Its not an S, on my planet it means QUIPS

Baron von Eevl posted:

Stop Always be arguing with SMG. It never changes anything is fun & interesting, no one ever everyone wins.

Fwiw I definitely wouldn't recommend approaching arguing about movies (or art in general) as something to "win", that seems like a guaranteed way to feel frustrated. Relax, and :justpost:

Or not, w/e but don't try and discourage the rest of us!

TheMopeSquad
Aug 5, 2013
Caught up on the new season of The Other Two this morning and drat is that show hilarious.
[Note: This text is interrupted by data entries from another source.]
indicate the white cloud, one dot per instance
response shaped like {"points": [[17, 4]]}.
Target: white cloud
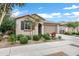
{"points": [[17, 12], [66, 14], [72, 7], [51, 15], [40, 7], [56, 14], [75, 13]]}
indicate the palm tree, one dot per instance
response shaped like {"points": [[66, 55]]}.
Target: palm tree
{"points": [[6, 8]]}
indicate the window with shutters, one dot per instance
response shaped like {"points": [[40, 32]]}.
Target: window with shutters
{"points": [[26, 25]]}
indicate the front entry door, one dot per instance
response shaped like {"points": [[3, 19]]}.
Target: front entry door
{"points": [[39, 28]]}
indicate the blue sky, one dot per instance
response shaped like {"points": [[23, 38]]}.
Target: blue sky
{"points": [[55, 12]]}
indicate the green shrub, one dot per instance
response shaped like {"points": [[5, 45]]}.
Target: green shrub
{"points": [[46, 37], [1, 38], [19, 36], [67, 33], [59, 37], [29, 37], [36, 37], [40, 36], [73, 33], [23, 40], [77, 33], [12, 38]]}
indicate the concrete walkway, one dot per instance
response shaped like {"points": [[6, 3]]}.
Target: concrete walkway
{"points": [[41, 49]]}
The timing of watching the episode where Brooke dates a billionaire and certain current events :wtc:

veni veni veni
Jun 5, 2005


Platonic is like if ted lasso if it wasn’t annoyingly saccharine and most of the jokes were funny.

Queer Grenadier
Jun 14, 2023

THIS GUY HAS A POOPY BOOM BOOM

HE NOT WARSHING HE HOLES LOL
Really enjoying The Crowded Room on Apple TV+

Enos Cabell
Nov 3, 2004


veni veni veni posted:

Platonic is like if ted lasso if it wasn’t annoyingly saccharine and most of the jokes were funny.
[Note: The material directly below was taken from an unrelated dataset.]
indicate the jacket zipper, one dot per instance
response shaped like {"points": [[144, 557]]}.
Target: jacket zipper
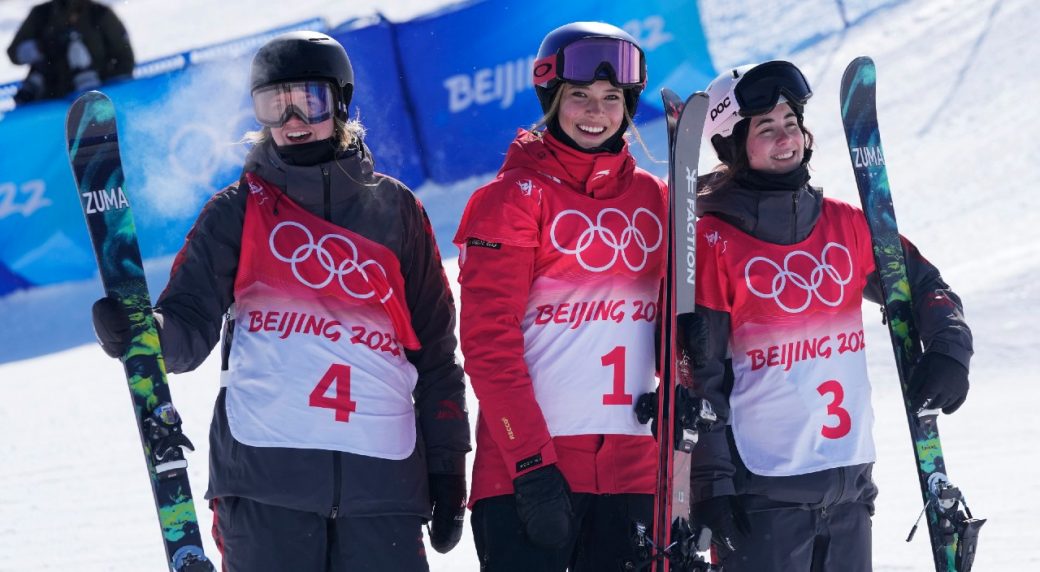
{"points": [[794, 225], [336, 477]]}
Yeah I've been enjoying that a lot. Seth Rogen and Rose Byrne have great hang-out chemistry.

Jose Oquendo
Jun 20, 2004

Star Trek: The Motion Picture is a boring movie
Secret Invasion more like zzzzzzzzzecret invasion.

Glottis
May 29, 2002

No. It's necessary.
Yam Slacker
I liked it, but I'm also an MCU dork.

Enos Cabell posted:

Yeah I've been enjoying that a lot. Seth Rogen and Rose Byrne have great hang-out chemistry.
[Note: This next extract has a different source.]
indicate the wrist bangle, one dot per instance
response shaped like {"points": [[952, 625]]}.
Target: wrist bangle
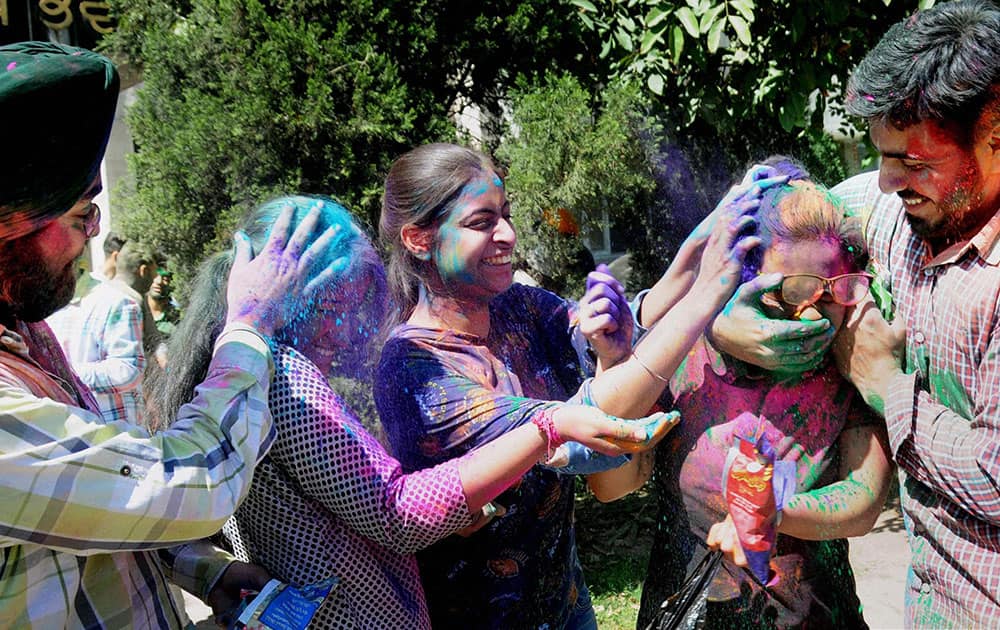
{"points": [[647, 368], [546, 426]]}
Rose Byrne has great hangout chemistry with everyone.

Glottis fucked around with this message at 14:41 on Jun 21, 2023

A MIRACLE
Sep 17, 2007

All right. It's Saturday night; I have no date, a two-liter bottle of Shasta and my all-Rush mix-tape... Let's rock.

yea I like Platonic, I get more of a Beef vibe than Ted Lasso, that might just be the setting though.

love The Other Two

I'll check out secret invasion

mcmagic
Jul 1, 2004

If you see this avatar while scrolling the succ zone, you have been visited by the mcmagic of shitty lib takes! Good luck and prosperity will come to you, but only if you reply "shut the fuck up mcmagic" to this post!
Secret Invasion is pretty boring.

Punkin Spunkin
Jan 1, 2010
Probation
Can't post for 3 hours!

Glottis posted:

I liked it, but I'm also an MCU dork.
So so sorry for your loss :(

mcmagic
Jul 1, 2004

If you see this avatar while scrolling the succ zone, you have been visited by the mcmagic of shitty lib takes! Good luck and prosperity will come to you, but only if you reply "shut the fuck up mcmagic" to this post!
I want to like a show with Sam Jackson, Olivia Coleman, Emilia Clarke and Ben Mendelsohn in it very badly but I just don't give a poo poo about anything that is happening on the screen.

Jose Oquendo
Jun 20, 2004

Star Trek: The Motion Picture is a boring movie

mcmagic posted:

I want to like a show with Sam Jackson, Olivia Coleman, Emilia Clarke and Ben Mendelsohn in it very badly but I just don't give a poo poo about anything that is happening on the screen.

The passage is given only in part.